Plusieurs semaines déjà que je me dis qu’il faut écrire ce texte. Mais je recule devant l’ampleur de la tâche et de l'aveu, je me dis aussi que, une fois n’est pas coutume, le fond sera privilégié à la forme et que ledit fond révèle une naïveté frôlant le ridicule. J'ai deux ans, je sais que c'est pas vrai, mais je n'en suis pas sûre.... Pourtant, j’ai besoin de formuler ces moments que je vis dans une grande solitude. Et, comme d’habitude, vous avez le droit de rire (il le faut...). Alors voilà, aujourd’hui je voudrais vous entretenir des escargots.

Entre chez moi et l’appartement de mon amie Nadège, il y a un petit parc, que je longe ou traverse, selon qu’il est ouvert ou fermé. Ceux qui me connaissent savent que me rendre chez Nadège n’est pas anecdotique car j’y vais souvent (en fait Nadège me nourrit, me concocte des petits dîners avec des légumes : merci Nadège :-)). Je rencontre souvent des chats et, dans l’obscurité de la rue Titon, je partage un câlin avec eux sur un bout de trottoir. Je suis parfois contrainte d’attendre que quelqu’un entre ou sorte d’un immeuble pour tenir la porte au chat qui miaule devant. Peut-être écrirai-je un jour sur les trois chats de cette rue.

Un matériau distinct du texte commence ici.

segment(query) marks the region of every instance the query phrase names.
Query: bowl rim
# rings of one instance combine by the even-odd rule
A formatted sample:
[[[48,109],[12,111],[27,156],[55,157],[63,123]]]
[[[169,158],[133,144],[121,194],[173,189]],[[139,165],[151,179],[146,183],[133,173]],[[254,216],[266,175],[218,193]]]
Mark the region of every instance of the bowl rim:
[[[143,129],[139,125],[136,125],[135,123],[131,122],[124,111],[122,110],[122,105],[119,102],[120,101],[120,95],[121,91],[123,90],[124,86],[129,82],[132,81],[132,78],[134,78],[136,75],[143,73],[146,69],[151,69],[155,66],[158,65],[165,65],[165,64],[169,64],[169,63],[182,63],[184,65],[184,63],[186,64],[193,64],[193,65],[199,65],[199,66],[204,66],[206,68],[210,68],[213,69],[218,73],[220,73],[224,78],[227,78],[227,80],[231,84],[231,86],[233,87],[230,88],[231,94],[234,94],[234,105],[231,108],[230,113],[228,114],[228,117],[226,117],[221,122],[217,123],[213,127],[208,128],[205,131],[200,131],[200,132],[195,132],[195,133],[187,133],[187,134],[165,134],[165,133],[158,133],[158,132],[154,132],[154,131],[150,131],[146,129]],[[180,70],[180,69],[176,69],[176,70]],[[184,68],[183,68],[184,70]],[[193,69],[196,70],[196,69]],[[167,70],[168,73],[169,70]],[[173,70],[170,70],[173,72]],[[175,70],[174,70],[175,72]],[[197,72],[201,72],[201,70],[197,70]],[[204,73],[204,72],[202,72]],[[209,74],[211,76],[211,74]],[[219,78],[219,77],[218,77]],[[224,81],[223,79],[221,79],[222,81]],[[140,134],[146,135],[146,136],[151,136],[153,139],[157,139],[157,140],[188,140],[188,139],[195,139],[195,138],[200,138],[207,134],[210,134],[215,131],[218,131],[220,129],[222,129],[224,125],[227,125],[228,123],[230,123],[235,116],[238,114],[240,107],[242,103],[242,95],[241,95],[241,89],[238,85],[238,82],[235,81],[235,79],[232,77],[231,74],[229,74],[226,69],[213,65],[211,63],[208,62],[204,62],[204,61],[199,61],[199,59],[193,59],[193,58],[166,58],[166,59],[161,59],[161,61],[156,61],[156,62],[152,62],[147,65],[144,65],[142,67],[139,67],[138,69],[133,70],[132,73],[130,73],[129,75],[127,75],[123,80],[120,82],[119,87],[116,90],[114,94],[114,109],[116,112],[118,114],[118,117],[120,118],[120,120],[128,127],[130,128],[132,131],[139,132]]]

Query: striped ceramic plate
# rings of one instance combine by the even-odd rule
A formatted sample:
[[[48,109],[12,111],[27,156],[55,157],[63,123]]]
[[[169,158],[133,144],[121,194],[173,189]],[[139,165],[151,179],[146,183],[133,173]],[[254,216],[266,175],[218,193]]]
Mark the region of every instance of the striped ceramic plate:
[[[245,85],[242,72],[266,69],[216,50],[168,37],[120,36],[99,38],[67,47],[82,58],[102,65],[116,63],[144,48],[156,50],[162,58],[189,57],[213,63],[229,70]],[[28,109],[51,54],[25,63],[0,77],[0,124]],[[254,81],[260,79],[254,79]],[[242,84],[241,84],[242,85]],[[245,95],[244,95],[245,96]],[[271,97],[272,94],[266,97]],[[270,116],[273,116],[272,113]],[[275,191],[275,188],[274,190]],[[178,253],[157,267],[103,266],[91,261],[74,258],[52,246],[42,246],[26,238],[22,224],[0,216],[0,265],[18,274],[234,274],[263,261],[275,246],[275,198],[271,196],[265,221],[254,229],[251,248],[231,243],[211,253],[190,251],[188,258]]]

Mais revenons à nos moutons, ou plutôt à mes escargots. Vous avez pu remarquer que cet été, et dernièrement aussi, il pleut pas mal. Alors sortent les escargots. Partout mais alors partout, je n’ai jamais vu pareil phénomène ailleurs. Il semble que tout d’un coup le parc transpire de tous ses côtés des centaines d’escargots. Résultat, je perds une demie-heure au moins chaque fois à les écarter des passages humains. Un par un je les décolle du bitume ou des allées du parc et les replace sur les feuilles, plantes et herbe du jardin. J’espère chaque fois que le temps qu’il leur faudra pour refaire le chemin vers les souliers des hommes sera suffisamment long pour que des hommes, il n’y en ait plus beaucoup à ces heures de la nuit. L’opération est parfois un peu compliquée par les grilles fermées du parc à travers lesquelles je dois passer le bras pour glisser le gastéropode vers la verdure. J’arrive en retard chez Nadège ou rentre tard chez moi mais, lors de mes opérations de sauvetage, je ne croise jamais personne et évite ainsi d’assumer le ridicule de la situation. Il n’y a personne et c’est normal parce qu’il pleut.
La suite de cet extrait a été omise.